I was surprised, but Wikipedia has a nice article in reference to Opera's features[1]. It even lists most of the dates the features were added/created. Opera also has a fairly large mobile market share[2], which is where Opera has traditionally pushed their browser more so than the desktop since the mid 2000s.
I feel what you're saying on this since the pro leagues being nonprofits seems silly on the surface but you could say that about any trade organization really. The US has a real problem with what's allowed to define itself as non-profit (scam religions like crack churches and Scientology, fake athlete charities, etc) but I don't think Mozilla falls in that camp.
It's not just a US concept. Norway seems to have fairly strong protections on the expression of ideas - i.e. you can't copyright ideas in many cases. I wonder do they have special laws for trade secrets. Opera are going to have difficulty hiring people if they are suing former employees.
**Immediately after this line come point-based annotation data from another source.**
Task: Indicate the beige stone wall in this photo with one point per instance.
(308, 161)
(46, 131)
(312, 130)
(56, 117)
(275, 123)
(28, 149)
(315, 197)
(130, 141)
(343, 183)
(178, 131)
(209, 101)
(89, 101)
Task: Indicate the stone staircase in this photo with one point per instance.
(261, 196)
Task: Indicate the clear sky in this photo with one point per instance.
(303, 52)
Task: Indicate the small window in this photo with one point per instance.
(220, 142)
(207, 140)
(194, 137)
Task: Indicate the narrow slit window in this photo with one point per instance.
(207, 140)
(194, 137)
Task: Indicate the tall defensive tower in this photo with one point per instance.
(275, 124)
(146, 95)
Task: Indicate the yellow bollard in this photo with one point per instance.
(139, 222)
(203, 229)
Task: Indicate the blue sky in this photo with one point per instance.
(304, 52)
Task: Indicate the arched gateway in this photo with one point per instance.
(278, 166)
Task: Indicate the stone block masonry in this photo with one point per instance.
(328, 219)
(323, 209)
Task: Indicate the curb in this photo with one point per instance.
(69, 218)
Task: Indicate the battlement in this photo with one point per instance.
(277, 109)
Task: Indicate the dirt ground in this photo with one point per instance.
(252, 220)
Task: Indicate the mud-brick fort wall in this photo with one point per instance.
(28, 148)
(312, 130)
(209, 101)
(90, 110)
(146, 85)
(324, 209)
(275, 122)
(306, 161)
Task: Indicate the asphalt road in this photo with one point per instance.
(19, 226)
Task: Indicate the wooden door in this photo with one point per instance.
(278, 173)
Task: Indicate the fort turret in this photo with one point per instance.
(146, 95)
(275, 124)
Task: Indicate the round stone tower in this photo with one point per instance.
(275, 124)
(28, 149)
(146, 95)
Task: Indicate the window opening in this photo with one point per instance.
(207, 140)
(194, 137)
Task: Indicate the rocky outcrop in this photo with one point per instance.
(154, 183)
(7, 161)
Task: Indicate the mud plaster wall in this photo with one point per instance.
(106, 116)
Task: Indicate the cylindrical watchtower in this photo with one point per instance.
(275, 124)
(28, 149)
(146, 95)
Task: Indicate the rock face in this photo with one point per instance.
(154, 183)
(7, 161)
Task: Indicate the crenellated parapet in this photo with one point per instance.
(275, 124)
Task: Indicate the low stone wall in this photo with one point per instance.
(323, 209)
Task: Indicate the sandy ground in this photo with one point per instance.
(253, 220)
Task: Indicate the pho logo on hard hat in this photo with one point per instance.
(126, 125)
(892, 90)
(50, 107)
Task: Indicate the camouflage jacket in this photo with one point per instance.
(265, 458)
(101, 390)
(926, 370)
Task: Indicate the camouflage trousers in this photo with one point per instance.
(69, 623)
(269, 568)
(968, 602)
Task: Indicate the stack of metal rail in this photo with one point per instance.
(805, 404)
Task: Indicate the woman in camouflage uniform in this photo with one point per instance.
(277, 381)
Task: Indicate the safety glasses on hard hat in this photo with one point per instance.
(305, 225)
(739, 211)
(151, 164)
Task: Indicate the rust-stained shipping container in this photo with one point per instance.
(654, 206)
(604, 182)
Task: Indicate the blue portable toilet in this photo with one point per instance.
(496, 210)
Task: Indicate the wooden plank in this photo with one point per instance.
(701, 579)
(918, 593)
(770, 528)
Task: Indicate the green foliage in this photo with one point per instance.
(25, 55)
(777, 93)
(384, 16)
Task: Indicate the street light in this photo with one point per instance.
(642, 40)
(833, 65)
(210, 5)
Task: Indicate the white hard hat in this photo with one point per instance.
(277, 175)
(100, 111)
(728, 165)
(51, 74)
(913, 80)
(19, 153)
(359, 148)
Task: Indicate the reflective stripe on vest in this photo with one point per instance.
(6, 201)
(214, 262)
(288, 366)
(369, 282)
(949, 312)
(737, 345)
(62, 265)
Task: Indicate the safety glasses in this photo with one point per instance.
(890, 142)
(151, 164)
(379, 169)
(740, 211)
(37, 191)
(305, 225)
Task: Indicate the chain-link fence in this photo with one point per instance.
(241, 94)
This is a trade secret case. If he genuinely had trade secrets (the bar for that is pretty high in the US), things like work for hire, non-competes (which are officially allowed in the US outside of California to prevent the "first bite of the apple" of trade secret disclosure), etc. are irrelevant.
It seems it's a Norwegian case - they seem to have pretty strict laws for trade secrets laid out in the above pdf. The claim is given in Norwegian Krone.
"For the record: we have not yet had the chance to look at the lawsuit documents or discuss the specifics of the allegations and size of the claimed damages with Opera management or its lawyers, but we’ll update this post as soon as we have."
Either way, an idea for a browser feature is hardly a huge industrial secret - Webkit, Blink and Gecko have near-parity on features, and are competing more on speed. How would this stand up in court?
Neither Google nor Opera have anything to gain from this - what could be the economic rationale?